The oxadiazine class of insecticides includes indoxacarb. Chemically, indoxacarb is [(S)-methyl 7-chloro-2,5-dihydro-2-[[(methoxycarbonyl) [4-trifluoromethoxy) phenyl]amino]-carbonyl]indeno[1,2-e][1,3,4]oxadiazine-4a(3H)-carboxylate]. Indoxacarb exists as two enantiomers (S and R) but only the S enantiomer exerts insecticidal activity.
Indoxacarb has been approved for use against fleas on dogs and cats. The fleas on animals ingest the indoxacarb, and through bioactivation the metabolite is formed, which is highly toxic to insects. Indoxacarb exerts its insecticidal action at voltage-dependent sodium channels by blocking the flow of sodium ions into the nerve cells. The parasites become paralyzed and unable to feed.
The acute oral LD50 for indoxacarb is 1,730 mg/kg in male rats and 268 mg/kg in female rats. The NOAEL for a 90-day dog study was 3 mg/kg/d, whereas that for a 1-year study was 1.1 mg/kg/d. The acute dermal LD50 for indoxacarb in rats is >5,000 mg/kg. Following oral ingestion, indoxacarb is rapidly absorbed, metabolized, and excreted in the urine and feces. Females metabolize indoxacarb more slowly than males, and as a result, females produce almost 10 times the amount of the toxic metabolite. In mammalian neurons, indoxacarb has potent modulating actions on the nicotinic acetylcholine receptors (nAChRs). In rats and dogs, clinical signs of toxicosis may include ataxia, immobility, lethargy, and tremors.

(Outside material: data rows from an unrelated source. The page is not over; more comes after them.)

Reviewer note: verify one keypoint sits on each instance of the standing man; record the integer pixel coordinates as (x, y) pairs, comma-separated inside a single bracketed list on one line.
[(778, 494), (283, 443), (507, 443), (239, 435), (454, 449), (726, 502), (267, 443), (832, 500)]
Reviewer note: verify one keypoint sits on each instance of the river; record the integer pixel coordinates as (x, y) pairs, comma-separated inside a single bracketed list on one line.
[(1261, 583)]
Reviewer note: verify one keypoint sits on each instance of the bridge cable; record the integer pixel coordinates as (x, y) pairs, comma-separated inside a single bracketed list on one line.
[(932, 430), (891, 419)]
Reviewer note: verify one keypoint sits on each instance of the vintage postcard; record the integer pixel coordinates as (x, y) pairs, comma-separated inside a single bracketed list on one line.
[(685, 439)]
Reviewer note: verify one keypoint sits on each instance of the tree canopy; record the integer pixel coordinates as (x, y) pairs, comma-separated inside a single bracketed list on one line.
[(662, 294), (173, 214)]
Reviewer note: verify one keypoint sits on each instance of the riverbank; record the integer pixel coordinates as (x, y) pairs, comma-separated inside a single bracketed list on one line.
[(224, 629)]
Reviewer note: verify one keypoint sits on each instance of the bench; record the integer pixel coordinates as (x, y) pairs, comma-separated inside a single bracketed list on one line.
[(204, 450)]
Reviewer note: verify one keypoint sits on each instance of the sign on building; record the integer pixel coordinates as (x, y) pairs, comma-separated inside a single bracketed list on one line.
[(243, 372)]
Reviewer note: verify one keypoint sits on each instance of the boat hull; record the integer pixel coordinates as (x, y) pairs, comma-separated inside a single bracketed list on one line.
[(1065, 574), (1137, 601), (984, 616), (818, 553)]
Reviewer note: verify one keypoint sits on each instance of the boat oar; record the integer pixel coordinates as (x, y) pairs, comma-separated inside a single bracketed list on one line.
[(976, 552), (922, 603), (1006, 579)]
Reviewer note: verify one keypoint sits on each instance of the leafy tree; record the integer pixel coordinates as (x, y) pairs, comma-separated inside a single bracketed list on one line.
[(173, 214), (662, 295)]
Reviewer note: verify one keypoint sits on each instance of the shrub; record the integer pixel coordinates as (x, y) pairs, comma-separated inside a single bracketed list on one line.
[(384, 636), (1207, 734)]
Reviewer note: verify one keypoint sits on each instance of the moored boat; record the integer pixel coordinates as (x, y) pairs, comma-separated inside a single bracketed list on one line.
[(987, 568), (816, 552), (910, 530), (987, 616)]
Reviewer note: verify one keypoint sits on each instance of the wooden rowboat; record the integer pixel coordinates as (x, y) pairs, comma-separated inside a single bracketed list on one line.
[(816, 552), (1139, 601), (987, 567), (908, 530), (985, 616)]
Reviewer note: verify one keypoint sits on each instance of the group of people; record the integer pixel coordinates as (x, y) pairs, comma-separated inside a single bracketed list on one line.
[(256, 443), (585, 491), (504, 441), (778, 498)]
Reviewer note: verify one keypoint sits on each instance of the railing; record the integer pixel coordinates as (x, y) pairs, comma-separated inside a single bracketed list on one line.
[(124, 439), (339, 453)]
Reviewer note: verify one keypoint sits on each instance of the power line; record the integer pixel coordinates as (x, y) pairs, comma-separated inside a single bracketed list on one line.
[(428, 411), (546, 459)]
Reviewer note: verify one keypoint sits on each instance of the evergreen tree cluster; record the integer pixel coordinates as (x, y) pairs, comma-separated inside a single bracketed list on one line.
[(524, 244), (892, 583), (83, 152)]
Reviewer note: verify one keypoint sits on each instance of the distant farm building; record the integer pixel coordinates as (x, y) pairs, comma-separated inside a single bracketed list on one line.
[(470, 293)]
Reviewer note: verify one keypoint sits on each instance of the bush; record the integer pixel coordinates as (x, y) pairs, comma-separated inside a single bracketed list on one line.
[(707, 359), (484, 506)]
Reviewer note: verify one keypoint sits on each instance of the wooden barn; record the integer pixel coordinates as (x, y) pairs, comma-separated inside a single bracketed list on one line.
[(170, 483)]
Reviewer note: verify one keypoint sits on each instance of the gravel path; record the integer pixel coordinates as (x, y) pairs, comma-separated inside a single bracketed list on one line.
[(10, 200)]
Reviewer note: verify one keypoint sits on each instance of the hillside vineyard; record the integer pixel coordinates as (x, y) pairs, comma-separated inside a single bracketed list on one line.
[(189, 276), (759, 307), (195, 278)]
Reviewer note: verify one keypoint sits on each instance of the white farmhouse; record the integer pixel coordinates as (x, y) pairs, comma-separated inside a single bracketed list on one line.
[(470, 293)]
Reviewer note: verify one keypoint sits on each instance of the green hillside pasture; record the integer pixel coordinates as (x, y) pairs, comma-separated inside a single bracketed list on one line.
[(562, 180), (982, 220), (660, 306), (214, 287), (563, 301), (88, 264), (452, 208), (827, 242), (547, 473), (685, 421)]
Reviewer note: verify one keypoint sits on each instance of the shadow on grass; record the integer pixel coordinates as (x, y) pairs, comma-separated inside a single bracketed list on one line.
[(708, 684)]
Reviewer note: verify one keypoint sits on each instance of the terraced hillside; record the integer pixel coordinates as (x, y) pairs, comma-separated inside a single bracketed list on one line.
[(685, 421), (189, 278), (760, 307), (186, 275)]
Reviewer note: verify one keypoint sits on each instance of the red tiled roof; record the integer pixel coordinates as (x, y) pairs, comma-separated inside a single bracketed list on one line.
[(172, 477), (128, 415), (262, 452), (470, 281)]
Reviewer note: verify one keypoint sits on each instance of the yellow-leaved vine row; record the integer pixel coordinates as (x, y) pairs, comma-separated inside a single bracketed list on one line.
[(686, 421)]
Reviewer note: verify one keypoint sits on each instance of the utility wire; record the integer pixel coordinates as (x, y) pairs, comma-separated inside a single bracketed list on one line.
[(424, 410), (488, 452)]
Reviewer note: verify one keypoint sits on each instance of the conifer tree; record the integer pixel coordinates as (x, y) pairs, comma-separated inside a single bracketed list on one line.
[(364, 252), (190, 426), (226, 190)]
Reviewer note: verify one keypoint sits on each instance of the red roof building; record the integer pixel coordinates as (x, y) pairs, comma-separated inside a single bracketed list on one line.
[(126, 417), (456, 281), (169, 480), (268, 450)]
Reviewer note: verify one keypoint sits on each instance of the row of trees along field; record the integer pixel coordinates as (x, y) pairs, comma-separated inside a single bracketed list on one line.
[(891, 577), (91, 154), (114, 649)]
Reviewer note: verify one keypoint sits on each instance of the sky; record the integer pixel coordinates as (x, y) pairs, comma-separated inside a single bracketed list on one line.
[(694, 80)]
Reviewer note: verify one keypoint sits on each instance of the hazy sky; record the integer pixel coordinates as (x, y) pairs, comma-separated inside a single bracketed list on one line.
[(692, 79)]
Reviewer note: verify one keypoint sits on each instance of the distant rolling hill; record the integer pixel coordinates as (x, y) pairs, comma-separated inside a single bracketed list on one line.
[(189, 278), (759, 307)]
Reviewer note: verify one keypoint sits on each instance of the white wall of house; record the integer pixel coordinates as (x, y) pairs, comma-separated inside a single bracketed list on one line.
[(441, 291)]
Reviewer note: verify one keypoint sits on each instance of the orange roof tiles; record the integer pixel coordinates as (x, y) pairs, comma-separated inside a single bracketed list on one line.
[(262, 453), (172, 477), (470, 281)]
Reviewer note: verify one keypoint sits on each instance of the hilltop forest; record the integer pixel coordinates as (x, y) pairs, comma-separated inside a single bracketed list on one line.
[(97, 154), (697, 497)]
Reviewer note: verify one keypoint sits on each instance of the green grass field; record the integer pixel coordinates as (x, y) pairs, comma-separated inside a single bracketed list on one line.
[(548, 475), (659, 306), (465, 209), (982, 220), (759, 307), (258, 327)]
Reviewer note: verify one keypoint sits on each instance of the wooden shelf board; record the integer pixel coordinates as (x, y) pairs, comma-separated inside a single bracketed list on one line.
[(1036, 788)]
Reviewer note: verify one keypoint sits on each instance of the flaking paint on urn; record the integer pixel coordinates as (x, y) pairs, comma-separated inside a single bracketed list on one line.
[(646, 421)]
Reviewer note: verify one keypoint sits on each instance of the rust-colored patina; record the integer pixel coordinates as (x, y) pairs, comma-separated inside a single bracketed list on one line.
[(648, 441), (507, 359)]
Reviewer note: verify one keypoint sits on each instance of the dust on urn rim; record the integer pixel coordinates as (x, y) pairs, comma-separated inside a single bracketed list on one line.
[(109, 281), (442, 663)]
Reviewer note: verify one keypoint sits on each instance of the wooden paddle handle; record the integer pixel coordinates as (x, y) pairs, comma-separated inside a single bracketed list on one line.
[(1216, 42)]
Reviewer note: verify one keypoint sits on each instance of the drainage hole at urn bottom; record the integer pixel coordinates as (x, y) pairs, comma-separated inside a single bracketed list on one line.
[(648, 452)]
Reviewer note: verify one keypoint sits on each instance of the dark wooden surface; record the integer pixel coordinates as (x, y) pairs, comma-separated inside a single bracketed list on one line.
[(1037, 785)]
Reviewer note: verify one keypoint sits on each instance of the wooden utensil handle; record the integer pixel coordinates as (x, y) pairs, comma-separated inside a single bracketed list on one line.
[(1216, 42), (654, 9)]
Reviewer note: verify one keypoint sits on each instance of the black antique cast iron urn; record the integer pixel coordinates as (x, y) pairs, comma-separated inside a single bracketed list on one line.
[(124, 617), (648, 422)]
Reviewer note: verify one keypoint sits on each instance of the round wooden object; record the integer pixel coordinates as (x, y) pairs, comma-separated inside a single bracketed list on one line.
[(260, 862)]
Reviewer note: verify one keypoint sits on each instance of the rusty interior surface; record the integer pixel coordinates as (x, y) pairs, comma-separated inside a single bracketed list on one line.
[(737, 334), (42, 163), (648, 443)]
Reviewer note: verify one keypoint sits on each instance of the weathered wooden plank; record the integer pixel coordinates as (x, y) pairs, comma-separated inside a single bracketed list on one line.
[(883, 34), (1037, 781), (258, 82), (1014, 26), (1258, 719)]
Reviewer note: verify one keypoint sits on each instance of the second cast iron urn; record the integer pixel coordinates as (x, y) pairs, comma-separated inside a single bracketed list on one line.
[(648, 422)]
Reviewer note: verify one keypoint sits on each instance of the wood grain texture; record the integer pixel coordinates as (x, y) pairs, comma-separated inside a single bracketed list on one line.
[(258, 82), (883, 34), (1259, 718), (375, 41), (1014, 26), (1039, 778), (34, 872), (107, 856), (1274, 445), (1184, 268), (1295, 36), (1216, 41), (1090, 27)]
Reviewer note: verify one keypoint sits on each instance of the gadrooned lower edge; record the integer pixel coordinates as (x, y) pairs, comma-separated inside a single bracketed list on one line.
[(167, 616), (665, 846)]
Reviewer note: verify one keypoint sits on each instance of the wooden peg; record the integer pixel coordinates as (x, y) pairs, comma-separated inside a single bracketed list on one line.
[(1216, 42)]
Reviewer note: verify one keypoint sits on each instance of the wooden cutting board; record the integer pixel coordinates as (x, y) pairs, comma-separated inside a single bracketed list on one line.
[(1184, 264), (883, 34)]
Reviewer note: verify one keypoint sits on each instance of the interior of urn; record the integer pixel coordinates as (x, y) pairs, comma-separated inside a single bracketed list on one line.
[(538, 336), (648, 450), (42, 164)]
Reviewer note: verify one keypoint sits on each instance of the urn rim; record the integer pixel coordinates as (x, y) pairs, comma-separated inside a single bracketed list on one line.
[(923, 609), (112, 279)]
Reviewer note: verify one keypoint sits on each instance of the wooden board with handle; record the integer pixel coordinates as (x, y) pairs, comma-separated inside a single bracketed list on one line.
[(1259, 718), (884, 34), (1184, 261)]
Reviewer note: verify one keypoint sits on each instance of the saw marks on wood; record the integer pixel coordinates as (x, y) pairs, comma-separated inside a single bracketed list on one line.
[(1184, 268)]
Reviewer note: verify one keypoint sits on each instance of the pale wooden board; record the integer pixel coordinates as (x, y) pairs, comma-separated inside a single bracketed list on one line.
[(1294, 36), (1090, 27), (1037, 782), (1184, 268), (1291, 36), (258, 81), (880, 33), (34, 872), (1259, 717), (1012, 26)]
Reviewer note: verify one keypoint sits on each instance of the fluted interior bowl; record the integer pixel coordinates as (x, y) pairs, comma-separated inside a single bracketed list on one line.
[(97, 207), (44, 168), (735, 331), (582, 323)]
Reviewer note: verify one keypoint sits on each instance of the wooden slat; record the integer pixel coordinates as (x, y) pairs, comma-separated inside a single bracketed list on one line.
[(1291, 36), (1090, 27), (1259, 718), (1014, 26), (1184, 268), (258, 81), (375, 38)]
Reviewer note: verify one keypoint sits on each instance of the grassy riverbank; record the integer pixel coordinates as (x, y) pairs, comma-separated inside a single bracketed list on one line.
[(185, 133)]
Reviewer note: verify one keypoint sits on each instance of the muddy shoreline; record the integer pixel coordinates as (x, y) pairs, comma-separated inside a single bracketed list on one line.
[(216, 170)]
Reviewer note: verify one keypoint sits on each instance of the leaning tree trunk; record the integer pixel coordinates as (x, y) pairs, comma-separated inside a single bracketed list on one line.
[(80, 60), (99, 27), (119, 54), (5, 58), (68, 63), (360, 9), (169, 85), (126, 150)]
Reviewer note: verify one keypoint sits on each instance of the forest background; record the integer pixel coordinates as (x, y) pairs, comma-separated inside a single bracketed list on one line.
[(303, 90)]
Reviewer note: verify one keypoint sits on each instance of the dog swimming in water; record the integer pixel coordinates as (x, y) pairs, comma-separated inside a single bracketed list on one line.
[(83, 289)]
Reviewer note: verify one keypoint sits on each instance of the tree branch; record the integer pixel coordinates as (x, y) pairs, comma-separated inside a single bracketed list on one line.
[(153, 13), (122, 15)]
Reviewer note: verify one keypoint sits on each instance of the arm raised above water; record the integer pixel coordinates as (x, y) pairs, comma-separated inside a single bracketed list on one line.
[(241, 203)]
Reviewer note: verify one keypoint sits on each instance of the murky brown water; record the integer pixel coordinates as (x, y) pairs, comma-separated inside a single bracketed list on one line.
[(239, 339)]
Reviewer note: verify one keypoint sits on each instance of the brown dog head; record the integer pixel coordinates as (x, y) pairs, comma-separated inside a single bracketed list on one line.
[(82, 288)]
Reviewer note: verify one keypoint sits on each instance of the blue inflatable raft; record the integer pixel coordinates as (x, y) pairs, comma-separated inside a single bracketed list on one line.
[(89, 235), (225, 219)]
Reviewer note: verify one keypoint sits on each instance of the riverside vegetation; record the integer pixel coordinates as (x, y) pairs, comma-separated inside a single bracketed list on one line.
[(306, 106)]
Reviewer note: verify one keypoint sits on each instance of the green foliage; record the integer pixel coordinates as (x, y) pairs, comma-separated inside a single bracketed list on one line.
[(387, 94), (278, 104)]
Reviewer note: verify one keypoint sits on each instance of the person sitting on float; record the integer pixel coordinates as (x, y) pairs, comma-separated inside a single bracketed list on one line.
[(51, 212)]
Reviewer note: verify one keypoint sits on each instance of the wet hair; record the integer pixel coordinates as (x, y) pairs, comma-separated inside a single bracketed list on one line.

Dogs treated topically with a single application of a product containing indoxacarb (13.01%) and permethrin (42.5%) exhibited no adverse effects, nor did they exhibit any skin reactions at the site of application. The residue of indoxacarb can persist on the dog coat for up to three weeks.
Diagnosis of indoxacarb poisoning is based on the detection of indoxacarb residue in body tissues or fluid and clinical observations.
There is no specific treatment, so treatment rests with supportive measures. Indoxacarb-induced methemoglobinemia can be treated with methylene blue.